Чемоданчик (Поляков) - страница 39

Спустя четверть века я решил снова попытать счастье в этом легендарном театре и отдал новую пьесу худруку Владимиру Фокину, которого помнил еще любимцем московского комсомола, когда он поставил свою первую вещь в «Современнике». Главную роль исполнял Константин Райкин. Зал ждал, что он, как и его всесоюзно остроумный папа, начнет хохмить, а он начал страдать. Аплодисменты! Кстати, в 1977 году, вернувшись из армии, я обнаружил, что мое место преподавателя-словесника в школе рабочей молодежи занято, и пошел на работу в Бауманский райком комсомола. Как раз готовилась очередная отчетно-выборная конференция, мне поручили курировать выступление делегата Константина Райкина. Курировать значит писать речь для оратора. Когда вместо обязательных идеологических мантр я предложил вставить в текст слова о том, что у молодого искусства должно быть «лица необщее выраженье», он глянул на меня как на сторожевого пса, продекламировавшего стихи Боратынского.

Но вернемся к Фокину. Через какое-то время я спросил: «Ну как пьеса?» Он затуманился и ответил: была читка, вещь всем очень понравилась, много смеялись, хорошая работа… «А?» — спросил я, имея в виду возможность постановки. В ответ он лишь вздохнул, как мужчина, которому перелистывание «Плейбоя» давно уже заменило женщин. Я его понял и посочувствовал. К отказам мне не привыкать.

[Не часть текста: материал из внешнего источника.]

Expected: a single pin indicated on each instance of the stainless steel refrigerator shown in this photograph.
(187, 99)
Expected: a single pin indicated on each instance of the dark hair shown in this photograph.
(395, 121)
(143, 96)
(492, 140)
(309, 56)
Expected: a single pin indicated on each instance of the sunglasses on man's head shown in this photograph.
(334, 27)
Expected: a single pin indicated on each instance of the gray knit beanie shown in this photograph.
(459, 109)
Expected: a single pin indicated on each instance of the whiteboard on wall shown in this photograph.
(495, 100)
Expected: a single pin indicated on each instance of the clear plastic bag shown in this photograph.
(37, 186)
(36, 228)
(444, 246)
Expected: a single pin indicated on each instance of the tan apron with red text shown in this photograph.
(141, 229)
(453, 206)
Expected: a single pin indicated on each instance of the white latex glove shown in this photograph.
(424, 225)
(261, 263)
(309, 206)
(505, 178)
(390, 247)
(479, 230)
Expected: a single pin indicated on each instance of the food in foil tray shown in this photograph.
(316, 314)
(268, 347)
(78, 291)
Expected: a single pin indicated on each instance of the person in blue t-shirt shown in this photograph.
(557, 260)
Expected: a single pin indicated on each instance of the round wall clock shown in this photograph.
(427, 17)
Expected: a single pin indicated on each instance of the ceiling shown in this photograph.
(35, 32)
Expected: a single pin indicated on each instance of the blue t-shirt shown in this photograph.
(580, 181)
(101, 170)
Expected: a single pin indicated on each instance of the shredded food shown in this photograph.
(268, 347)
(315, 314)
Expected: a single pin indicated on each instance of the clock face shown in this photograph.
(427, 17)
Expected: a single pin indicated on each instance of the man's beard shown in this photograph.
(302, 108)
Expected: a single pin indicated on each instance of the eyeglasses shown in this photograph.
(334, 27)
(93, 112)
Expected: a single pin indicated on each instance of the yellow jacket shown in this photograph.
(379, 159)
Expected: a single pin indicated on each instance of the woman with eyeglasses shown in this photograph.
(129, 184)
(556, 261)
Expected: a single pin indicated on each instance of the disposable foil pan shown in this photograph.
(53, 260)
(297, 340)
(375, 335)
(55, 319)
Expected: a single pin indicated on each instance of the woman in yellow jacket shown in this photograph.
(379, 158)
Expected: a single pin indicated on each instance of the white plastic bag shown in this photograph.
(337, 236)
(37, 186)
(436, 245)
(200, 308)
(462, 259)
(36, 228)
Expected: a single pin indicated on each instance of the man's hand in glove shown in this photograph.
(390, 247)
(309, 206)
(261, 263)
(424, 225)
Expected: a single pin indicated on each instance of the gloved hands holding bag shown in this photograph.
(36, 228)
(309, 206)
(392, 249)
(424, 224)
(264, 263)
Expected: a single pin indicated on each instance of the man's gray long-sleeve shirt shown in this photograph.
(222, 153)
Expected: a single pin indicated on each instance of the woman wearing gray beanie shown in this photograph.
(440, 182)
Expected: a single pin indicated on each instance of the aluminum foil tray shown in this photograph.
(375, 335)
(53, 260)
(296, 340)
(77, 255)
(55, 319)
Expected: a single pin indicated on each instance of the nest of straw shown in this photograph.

Но двадцать пять лет назад, узнав об отмене премьеры «ЧП», я, конечно, закручинился, жалея напрасно потраченное время. И тут в «Юности» вышла моя повесть «Апофегей», имевшая бурный успех. Мне позвонил обаятельный завлит театра имени Маяковского с пушкинской фамилией Дубровский. Он сообщил с сакральным придыханием:

— Вас хочет видеть Андрей Александрович Гончаров. Лично!

Я помчался и познакомился с этим замечательным режиссером, похожим на орла, поседелого в комфортабельной неволе. Гончаров объявил, что влюблен в мою повесть и непременно поставит «Апофегей» на сцене «Маяковки», но… Это «но», облагороженное рассуждениями о тонкостях эстетического сопряжения прозы и сценического действа, сводилось, как мне стало со временем понятно, к одному: в повести слишком уж ехидно изображены партработники, а они ведь тоже люди! Далее без малого два года я приносил один вариант за другим, и каждый, по словам завлита с пушкинской фамилией, оказывался лучше предыдущего, но… И мне приходилось снова дорабатывать текст, постепенно накапливая в душе яд «антисценизма» или «театрофобии». Это уж кому как нравится.

Но тут грянул август 91-го. Я встретил его в Коктебеле, где украинские писменники, узнав о крахе ГКЧП, бегали по дому творчества с криками: «Крым наш!» Еще вчера они говорили исключительно по-русски, а тут перешли на мовояз — и наши споры о будущем многонациональной страны стали напоминать диалоги Торопуньки и Штепселя, весьма популярных в СССР. «Бедные мы, бедные!» — вздыхал директор дома творчества с простой украинской фамилией Петров. Вскоре его посадили.